Die Tragikomödie basiert auf einer wahren Geschichte und erzählt von der in bescheidenen Verhältnissen aufgewachsenen Joy Mangano (gespielt von Jennifer Lawrence), die durch die Erfindung des „Miracle Mop“ in den 90er Jahren zu einer der erfolgreichsten Unternehmerinnen in den USA aufstieg. Eine Frau, die einen Wischmop erfindet? Klingt vorerst nicht sonderlich spannend. Ob es sich trotzdem lohnt, den Film anzusehen, könnt ihr in der folgenden Rezension nachlesen.

Als Erzähler der Rahmenhandlung dient Joys Großmutter, die den Zuschauer in die Geschichte einführt und von Joys Kindheit berichtet. Diese beginnt vielversprechend; sie ist ein lebhaftes, kreatives Kind, bastelt gerne und verbringt viel Zeit mit ihrer Halbschwester Peggy und ihrer besten Freundin Jacky. Ihr Vater Rudy (Robert De Niro) betreibt eine alte Karosseriewerkstatt, die Familie lebt glücklich zusammen.
Einige Jahre später: Joys Mutter Carrie ist mittlerweile geschieden und ihr Lebensinhalt besteht darin, sich Tag und Nacht alte Seifenopern in ihrem Zimmer anzusehen. Die Werkstatt läuft schlecht, zwischen den Schwestern Peggy und Joy herrscht ein bitterer Konkurrenzkampf und die Familie muss laufend neue Kredite aufnehmen.
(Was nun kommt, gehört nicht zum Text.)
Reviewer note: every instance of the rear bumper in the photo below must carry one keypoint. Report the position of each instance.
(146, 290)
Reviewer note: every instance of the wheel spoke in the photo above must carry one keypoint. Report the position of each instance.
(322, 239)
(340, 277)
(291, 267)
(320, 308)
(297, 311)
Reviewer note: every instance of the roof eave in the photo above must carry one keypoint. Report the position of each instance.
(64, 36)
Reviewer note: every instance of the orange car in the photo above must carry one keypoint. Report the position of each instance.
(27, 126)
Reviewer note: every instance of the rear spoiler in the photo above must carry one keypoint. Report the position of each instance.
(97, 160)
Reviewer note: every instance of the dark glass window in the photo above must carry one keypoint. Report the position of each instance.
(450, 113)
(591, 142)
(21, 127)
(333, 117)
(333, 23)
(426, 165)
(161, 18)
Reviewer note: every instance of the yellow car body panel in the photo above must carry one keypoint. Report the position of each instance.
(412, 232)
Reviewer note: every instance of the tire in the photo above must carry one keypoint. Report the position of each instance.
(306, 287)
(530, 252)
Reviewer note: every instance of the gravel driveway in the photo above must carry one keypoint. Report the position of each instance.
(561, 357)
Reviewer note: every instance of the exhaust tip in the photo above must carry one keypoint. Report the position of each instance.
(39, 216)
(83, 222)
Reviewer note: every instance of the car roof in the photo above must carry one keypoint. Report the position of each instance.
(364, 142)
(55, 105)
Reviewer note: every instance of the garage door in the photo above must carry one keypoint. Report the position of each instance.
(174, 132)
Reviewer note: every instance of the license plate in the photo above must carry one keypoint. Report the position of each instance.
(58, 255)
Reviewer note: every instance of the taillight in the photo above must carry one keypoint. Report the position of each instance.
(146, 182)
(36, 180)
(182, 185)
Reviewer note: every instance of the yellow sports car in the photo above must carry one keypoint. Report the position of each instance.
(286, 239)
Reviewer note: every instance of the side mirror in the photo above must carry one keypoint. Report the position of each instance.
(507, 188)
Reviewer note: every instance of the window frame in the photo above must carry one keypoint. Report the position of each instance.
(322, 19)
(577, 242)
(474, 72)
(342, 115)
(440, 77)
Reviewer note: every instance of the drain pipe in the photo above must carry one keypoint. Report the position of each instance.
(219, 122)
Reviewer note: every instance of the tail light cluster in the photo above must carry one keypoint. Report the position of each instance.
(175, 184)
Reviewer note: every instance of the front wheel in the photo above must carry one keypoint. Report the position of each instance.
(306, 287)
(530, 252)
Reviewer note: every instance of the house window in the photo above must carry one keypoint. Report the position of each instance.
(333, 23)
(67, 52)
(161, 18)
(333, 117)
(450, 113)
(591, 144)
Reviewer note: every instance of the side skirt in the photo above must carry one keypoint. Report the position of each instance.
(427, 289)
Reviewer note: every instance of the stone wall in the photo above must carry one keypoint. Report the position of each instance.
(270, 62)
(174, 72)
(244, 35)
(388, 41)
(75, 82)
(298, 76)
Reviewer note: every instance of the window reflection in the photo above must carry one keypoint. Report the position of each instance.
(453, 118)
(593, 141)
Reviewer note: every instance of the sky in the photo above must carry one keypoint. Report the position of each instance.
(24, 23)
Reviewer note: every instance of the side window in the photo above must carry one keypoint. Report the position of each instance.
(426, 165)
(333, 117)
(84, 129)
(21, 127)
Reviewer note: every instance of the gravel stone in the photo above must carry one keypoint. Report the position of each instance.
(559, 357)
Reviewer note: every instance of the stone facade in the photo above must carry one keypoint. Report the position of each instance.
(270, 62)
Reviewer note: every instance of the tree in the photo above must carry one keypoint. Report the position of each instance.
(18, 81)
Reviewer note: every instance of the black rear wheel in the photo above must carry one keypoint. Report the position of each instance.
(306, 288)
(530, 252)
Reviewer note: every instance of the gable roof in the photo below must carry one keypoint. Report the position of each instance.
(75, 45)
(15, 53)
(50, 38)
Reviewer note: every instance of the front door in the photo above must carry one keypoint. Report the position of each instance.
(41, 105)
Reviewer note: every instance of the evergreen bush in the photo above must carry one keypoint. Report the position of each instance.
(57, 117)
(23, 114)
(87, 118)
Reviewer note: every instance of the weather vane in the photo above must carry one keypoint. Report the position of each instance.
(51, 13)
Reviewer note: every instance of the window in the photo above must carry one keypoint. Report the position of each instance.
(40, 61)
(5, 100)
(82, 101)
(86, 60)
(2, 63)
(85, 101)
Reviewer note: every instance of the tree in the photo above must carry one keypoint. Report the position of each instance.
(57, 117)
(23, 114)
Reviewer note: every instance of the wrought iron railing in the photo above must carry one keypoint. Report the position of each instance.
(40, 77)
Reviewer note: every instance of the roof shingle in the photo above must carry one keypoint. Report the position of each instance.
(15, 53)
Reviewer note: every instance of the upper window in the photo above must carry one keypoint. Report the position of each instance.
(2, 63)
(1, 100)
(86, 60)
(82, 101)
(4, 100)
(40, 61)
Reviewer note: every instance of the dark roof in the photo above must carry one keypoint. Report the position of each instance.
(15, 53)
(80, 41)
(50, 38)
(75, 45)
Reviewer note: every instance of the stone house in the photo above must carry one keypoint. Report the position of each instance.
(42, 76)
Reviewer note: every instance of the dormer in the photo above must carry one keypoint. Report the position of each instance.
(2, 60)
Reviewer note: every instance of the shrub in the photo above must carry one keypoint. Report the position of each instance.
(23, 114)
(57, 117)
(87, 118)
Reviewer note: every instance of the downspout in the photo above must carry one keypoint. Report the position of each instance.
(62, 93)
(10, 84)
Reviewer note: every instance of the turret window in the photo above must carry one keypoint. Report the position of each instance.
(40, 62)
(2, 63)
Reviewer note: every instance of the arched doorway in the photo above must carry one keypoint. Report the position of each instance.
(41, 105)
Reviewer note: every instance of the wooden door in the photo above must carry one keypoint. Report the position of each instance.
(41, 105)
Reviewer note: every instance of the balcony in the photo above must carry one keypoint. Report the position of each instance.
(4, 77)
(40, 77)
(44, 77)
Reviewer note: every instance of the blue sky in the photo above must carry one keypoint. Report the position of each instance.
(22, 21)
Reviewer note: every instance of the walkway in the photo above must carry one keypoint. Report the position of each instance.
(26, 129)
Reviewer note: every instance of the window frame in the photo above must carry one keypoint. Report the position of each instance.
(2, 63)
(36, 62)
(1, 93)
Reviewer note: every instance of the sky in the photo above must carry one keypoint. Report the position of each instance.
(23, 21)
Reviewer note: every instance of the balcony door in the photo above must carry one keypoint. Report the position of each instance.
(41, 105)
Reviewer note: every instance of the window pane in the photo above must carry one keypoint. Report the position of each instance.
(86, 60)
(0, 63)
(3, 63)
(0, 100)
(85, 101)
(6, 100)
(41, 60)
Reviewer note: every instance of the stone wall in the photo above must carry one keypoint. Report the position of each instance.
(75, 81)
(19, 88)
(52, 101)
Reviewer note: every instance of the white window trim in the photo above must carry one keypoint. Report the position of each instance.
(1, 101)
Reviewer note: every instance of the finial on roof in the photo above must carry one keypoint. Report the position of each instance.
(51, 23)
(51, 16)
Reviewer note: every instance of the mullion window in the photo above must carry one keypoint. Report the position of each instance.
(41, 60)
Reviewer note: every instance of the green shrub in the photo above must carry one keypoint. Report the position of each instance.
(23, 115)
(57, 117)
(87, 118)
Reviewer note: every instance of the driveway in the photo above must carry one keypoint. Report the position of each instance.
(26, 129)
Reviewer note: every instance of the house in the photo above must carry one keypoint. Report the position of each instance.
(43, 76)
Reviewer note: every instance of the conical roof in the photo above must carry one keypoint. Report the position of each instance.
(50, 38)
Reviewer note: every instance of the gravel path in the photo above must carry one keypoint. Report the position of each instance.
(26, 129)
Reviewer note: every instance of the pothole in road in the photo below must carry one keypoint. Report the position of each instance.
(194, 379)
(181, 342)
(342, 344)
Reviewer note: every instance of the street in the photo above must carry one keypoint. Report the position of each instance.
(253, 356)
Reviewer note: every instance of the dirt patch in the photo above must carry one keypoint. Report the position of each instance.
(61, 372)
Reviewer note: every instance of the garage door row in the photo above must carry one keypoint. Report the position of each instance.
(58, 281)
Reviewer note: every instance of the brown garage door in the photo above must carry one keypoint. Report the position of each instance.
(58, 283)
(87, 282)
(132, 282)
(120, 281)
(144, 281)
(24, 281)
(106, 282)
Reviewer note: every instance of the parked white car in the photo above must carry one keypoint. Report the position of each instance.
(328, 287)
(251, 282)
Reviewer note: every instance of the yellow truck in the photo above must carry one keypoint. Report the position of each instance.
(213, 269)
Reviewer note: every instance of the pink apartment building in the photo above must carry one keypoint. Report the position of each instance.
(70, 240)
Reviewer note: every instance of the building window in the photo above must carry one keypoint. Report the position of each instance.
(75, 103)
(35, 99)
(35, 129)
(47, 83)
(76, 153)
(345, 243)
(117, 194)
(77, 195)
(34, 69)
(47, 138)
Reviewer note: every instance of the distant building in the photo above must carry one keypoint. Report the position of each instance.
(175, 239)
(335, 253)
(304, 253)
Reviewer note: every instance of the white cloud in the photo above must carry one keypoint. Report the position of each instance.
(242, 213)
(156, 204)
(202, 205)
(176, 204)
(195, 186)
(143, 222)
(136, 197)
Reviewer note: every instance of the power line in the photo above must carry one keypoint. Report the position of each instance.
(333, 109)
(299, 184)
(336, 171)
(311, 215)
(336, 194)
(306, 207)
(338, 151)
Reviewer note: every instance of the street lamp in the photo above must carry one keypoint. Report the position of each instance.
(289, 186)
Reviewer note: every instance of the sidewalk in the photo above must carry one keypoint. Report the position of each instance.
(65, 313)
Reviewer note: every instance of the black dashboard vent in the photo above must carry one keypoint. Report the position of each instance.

Die Hauptprotagonistin Joy ist inzwischen alleinerziehende Mutter. Allerdings wohnt ihr arbeitsloser Ex-Mann Tony noch immer mit ihr und den beiden gemeinsamen Kindern im selben Haus. Währenddessen ist Joy mit der Situation völlig überfordert und versucht, sich und ihre Familie mit diversen Vollzeitjobs über Wasser zu halten. Da Joys bettlägerige Mutter unfähig ist, sich um die Kinder zu kümmern, muss die Großmutter diese Aufgabe übernehmen.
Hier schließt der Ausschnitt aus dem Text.